Exploring 2017 Home Runs Using Retrosheet Data

Retrosheet Data and Home Runs

Retrosheet recently made available the game accounts and play-by-play files for the 2017 season.  I have a web page on how to download Retrosheet play-by-play files and compute run expectancies and this information still works for the current season.

Of course, one of the main points of discussion about the 2017 season was the record number (6105) of home runs hit.  To celebrate the new Retrosheet data, I thought I’d present some interesting explorations of the 2017 home run data, and contrast 2017 with the 2000 season when the second most season home runs (5693) were hit.  Recently, I wrote a short post comparing the home run hitting for the 2016 and 2017 seasons.

Home Run Weather Effects

Since we have the number of home runs hit for each game, it is easy to find the home run rate (that is, home runs divided by plate appearances), for each day of the 2017 season.  Here’s a scatterplot with a smoothing curve added.  It is interesting that the April and May home run rates were low, rates seemed to stabilize in the middle of the season, and there was a small decrease in the home run rates towards the end of the season.  Is this a cold weather effect?  (As one knows, the weather can have a big impact on the flight of fly balls and home runs.)


How Long Does One Wait to Observe a Home Run?

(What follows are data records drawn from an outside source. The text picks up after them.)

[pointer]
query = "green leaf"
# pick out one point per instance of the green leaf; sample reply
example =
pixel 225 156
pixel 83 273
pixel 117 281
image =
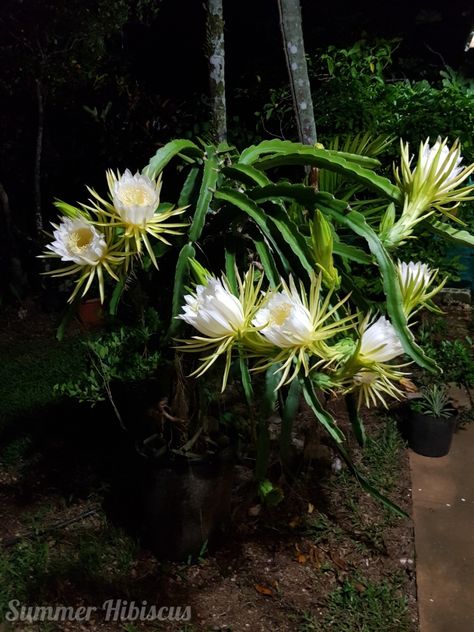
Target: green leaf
pixel 267 261
pixel 321 415
pixel 292 236
pixel 168 152
pixel 189 187
pixel 352 252
pixel 248 206
pixel 246 174
pixel 288 414
pixel 230 271
pixel 116 296
pixel 453 234
pixel 209 180
pixel 181 274
pixel 356 222
pixel 253 153
pixel 246 379
pixel 294 154
pixel 355 419
pixel 391 287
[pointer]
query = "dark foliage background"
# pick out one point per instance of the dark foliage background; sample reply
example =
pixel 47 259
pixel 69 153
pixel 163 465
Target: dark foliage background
pixel 118 78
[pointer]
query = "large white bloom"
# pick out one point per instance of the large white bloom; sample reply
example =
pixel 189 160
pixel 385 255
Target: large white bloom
pixel 284 320
pixel 415 275
pixel 135 197
pixel 416 280
pixel 380 342
pixel 213 310
pixel 79 241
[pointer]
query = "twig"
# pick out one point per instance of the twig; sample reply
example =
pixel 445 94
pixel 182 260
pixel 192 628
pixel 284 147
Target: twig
pixel 6 542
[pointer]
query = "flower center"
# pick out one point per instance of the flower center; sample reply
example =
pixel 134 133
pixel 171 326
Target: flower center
pixel 280 313
pixel 80 240
pixel 136 196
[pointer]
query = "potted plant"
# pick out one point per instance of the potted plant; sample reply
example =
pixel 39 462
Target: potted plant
pixel 432 422
pixel 272 292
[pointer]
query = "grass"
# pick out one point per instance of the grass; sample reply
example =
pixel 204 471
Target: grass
pixel 355 607
pixel 29 371
pixel 36 569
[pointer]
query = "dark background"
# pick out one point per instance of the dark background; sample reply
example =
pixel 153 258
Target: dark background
pixel 120 78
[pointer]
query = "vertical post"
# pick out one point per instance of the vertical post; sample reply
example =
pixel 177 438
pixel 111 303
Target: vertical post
pixel 216 60
pixel 38 155
pixel 293 43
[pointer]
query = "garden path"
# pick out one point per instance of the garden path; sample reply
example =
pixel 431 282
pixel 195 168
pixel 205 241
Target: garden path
pixel 443 513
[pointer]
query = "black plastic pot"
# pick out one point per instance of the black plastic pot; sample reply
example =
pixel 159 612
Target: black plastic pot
pixel 430 436
pixel 184 503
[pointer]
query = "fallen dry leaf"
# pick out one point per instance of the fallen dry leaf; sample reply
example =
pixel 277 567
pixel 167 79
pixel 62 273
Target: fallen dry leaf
pixel 263 590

As you might know, I am interested in exploring streaky patterns in hitting.  Suppose we record the specific plate appearances where one observes home runs and compute the spacings — the number of plate appearances between the PA’s of successive home runs.  Here’s a histogram of all of the spacings (waiting times where unit is a PA) between home runs for the 2017 season.  If an occurrence of home runs across PA’s is a coin-tossing process with a constant probability of success (that is, hitting a home run), then the spacings will have a geometric distribution.  I’ve attached a matching geometric probability curve.  It does a reasonable job at matching this spacing distribution although the assumptions are not true (for example, HR’s are not equally likely to occur during each position in the lineup).  By the way, the median spacings is 14 PA, so a baseball fan will wait, on average, 14 PA before she observes the next home run.


Runs Values of Home Runs

When I download the Retrosheet data, I also compute the runs values of each play.  So it is easy to plot the runs values of the 6105 home runs.  As this graph shows, most of the home runs are the bases empty variety with a runs value of 1.  Of the home runs with greater runs values, most fall between 1.5 and 2 runs.


Comparing 2017 and 2000 Seasons — Which Rate?

I wanted to compare the home run hitting for the 2017 and 2000 seasons.  Suppose one looks at only the batters with at least 200 plate appearances.  If one defines a home run rate as HR / PA, then one finds that

Median HR Rate for 2017 = 0.032
Median HR Rate for 2000 = 0.029

so that the Median HR rate in 2017 is 0.032 – 0.029 = 0.003 higher.   But given that there were many more strikeouts in 2017, maybe it would make more sense to divide the number of home runs (HR) by the number of balls in play (PA – BB – SO).  Then we find

(IP) Median HR Rate for 2017 = 0.044
(IP) Median HR Rate for 2000 = 0.037

so focusing on balls in play, the Median HR rate in 2017 is 0.044 – 0.037 = 0.007 higher.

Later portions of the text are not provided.